Context caching (KV cache) automatically caches prompt prefixes across multiple requests. When subsequent requests share the same prefix, the cached context is reused, reducing latency and cost.

How it works

Default: on — no code changes required.
Automatic — the cache is managed by the gateway. You do not need to enable or configure it.
Prefix matching — if two requests share a common prompt prefix, the shared portion is served from cache.

Pricing

Cache hits are billed at a lower rate than cache misses:

Item	Rate
Cache hit	$0.028 / 1M tokens (10x cheaper)
Cache miss	$0.28 / 1M tokens (standard input rate)

The exact rates for each model are listed in the Model catalog.

Monitoring cache effectiveness

The response usage object includes cache hit/miss statistics:

{
  "usage": {
    "prompt_tokens": 1000,
    "completion_tokens": 200,
    "total_tokens": 1200,
    "prompt_cache_hit_tokens": 800,
    "prompt_cache_miss_tokens": 200
  }
}

Field	Description
`prompt_cache_hit_tokens`	Number of prompt tokens served from cache (billed at lower rate).
`prompt_cache_miss_tokens`	Number of prompt tokens not served from cache (billed at standard rate).

Cache hit rate

You can calculate the cache hit rate for each request:

hit_rate = prompt_cache_hit_tokens / prompt_tokens

A high hit rate means effective caching and lower costs.

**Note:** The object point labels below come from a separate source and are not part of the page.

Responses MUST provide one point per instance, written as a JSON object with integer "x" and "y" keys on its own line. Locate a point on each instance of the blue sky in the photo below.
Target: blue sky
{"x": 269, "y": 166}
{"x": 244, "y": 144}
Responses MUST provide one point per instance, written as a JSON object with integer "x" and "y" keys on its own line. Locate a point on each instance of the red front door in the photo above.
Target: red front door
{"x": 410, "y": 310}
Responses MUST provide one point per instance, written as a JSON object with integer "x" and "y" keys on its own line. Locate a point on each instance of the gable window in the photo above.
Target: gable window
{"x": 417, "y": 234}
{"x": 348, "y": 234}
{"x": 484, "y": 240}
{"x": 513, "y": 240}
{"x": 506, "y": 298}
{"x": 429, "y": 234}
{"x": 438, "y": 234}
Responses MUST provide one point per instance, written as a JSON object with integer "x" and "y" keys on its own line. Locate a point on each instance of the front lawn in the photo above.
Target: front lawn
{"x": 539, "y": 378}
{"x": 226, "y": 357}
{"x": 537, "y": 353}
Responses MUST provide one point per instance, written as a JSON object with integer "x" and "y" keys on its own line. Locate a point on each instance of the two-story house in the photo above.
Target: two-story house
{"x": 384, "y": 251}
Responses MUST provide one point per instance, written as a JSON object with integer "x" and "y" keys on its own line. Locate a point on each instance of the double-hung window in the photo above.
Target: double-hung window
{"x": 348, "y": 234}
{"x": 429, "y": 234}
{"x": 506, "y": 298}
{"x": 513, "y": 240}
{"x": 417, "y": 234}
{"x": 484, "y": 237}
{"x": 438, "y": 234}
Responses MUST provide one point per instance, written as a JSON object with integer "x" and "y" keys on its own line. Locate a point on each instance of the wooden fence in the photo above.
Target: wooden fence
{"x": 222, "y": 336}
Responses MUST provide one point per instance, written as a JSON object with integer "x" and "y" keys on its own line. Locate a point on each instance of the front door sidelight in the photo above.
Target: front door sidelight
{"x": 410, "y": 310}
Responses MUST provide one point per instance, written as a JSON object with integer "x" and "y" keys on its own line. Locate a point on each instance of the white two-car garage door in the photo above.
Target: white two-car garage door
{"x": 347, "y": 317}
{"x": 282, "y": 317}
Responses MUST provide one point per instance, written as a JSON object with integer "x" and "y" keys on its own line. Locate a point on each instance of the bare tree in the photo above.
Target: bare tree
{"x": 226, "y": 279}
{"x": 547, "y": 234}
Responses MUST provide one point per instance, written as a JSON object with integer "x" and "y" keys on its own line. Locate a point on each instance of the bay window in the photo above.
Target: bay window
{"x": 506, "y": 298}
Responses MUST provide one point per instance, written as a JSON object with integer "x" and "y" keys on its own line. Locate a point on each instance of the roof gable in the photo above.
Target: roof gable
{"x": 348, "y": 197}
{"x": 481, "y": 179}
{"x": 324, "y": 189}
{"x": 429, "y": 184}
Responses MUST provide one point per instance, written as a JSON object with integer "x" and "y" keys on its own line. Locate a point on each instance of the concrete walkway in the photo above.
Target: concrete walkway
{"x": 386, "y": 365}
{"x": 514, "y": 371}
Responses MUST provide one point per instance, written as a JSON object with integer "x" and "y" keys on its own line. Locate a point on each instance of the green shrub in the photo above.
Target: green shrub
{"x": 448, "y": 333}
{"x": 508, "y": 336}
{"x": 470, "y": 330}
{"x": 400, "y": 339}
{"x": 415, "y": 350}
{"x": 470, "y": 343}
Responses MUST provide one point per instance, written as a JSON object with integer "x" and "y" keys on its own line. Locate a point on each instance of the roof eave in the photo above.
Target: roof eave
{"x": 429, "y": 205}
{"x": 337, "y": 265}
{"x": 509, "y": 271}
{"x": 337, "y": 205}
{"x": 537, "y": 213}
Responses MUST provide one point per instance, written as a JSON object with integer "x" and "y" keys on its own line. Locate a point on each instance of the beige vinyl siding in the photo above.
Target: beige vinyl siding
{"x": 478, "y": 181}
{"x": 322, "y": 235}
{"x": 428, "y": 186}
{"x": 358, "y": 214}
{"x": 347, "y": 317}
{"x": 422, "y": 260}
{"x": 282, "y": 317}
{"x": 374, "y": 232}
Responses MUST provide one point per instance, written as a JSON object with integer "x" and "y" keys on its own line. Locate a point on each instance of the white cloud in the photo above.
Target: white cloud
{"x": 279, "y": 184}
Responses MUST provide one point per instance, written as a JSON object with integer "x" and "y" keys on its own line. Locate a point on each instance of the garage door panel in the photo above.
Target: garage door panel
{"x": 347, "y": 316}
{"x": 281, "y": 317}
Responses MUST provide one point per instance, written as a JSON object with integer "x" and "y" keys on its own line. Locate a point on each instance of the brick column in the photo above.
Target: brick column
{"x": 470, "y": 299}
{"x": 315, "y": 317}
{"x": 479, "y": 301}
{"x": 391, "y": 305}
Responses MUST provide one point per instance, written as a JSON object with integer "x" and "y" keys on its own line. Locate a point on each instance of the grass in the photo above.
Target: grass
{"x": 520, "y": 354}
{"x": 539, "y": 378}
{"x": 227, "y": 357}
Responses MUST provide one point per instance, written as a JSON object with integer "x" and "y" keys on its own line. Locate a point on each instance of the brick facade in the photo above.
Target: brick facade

Best practices for maximizing cache hits

Use consistent prompt prefixes: If you have a system message or few-shot examples that stay the same across requests, keep them at the beginning of the prompt.
Batch similar requests: Requests with similar prefixes within a short time window are more likely to hit the cache.
Avoid randomizing the prompt: Random IDs, timestamps, or varying system messages reduce cache effectiveness.

Cache behavior

Behavior	Description
Minimum cache unit	64 tokens
Cache build time	Seconds
Cache expiration	Hours to days (automatic)
Cache invalidation	Automatic when the cache is stale

Cost example

A 10,000 token prompt with 8,000 cache hits and 2,000 cache misses:

Item	Tokens	Rate	Cost
Cache hit	8,000	$0.028/M	$0.000224
Cache miss	2,000	$0.28/M	$0.000560
Total	10,000	—	$0.000784

Without caching, the same prompt would cost $0.002800 — a 72% savings with an 80% cache hit rate.